Researchers then recorded how many patients in both groups experienced a major adverse cardiac event, such as death, stroke or another heart attack, within 28 days after surgery.

The results suggest that heparin should be used rather than bivalirudin during PPCI and after it has been completed. Where heparin was used, there was a lower rate of major adverse cardiac events, although there was no significant difference between the groups in terms of the rate of bleeding complications, which are an acknowledged risk of drugs that prevent clotting.

Within 28 days of surgery, 46 patients (5.1%) in the bivalirudin group died, compared to 39 (4.3%) of patients in the heparin group; 24 patients (2.7%) in the bivalirudin group had another heart attack in the same period, compared to seven patients (0.8%) in the heparin group.

The results are interesting  in light of the fact that  bivalirudin is roughly 400 times more expensive than heparin and, at the time of the study, bivalirudin was in widespread use in high-income countries around the world.

Dr Stables said: “This finding might provide an opportunity, rare in modern health care, to provide improved outcomes at much reduced cost.

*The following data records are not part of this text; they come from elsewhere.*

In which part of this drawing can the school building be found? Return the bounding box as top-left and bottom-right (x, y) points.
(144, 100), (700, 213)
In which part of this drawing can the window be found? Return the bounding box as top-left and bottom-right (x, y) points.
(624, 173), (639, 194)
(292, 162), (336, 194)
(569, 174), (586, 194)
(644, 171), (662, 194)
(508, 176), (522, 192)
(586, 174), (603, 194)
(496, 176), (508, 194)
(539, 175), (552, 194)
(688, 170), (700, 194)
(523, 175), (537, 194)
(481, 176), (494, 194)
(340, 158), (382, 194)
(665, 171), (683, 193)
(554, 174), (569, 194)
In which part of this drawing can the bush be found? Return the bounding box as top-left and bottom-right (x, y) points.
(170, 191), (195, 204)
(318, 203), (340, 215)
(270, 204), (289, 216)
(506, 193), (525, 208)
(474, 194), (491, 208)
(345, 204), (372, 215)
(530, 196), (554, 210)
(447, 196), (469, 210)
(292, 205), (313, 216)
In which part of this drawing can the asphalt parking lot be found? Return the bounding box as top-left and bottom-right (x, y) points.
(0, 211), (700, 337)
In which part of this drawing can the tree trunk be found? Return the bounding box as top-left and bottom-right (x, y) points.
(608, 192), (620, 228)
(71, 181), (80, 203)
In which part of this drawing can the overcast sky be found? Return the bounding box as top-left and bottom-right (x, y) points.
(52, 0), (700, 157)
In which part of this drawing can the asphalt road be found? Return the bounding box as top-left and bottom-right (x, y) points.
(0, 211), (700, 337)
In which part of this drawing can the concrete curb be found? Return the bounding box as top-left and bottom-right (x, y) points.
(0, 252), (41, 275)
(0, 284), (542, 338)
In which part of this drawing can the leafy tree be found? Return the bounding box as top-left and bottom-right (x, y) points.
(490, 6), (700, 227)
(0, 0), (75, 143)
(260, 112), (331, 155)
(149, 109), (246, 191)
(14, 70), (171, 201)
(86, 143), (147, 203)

“In our centre performing about 1,000 PPCI procedures a year, the cost saving would be about £500,000 a year. Translated to the global stage, the potential savings could amount to several billion pounds.”

The results led to the European Society of Cardiology modifying its guidelines to bring them in line with the study, and a shift in clinical practice globally.

In a different approach, medics working in clinics in the Royal Liverpool University Hospital, Warrington Hospital and the Countess of Chester Hospital are looking at how a patient’s genes influence their response to the blood thinning drug warfarin, which is taken by about one per cent of the population to treat ventricular fibrilation.

An international trial in Liverpool, Newcastle and Sweden included genotype testing of patients into an algorithm to calculate dosages. This proved highly accurate and is now being put into practice at the clinics in north west England. They are using equipment which can give a genotype result in 45 minutes with only a saliva sample. If the trial is successful, the method could be rolled out across the country.

The work is led by Professor Sir Munir Pirmohamed of the University of Liverpool’s Wolfson Centre for Personalised Medicine and Theme Leader of Delivering Personalised Health and Care for CLAHRC NWC.

He said: “This is innovation and it is disruptive; it is a way of personalising care which can be replicated in many areas of medicine, creating a major paradigm shift in how we diagnose and treat people.

“This is how we get patients onto the right drugs at the right doses – using ‘precision dosing’ so that they are effective. This improves the treatment of patients and improves the efficiency of existing and new drugs.”

Cardiovascular disease, although it is still a major problem and blights the life of millions, is an area where research is making inroads into better understanding and providing effective interventions.

With science producing refinements and new discoveries on so many different fronts as varied as using stem cells to regenerate dead heart muscle genetic testing for rarer conditions the future is exciting and the prospects for patients very positive.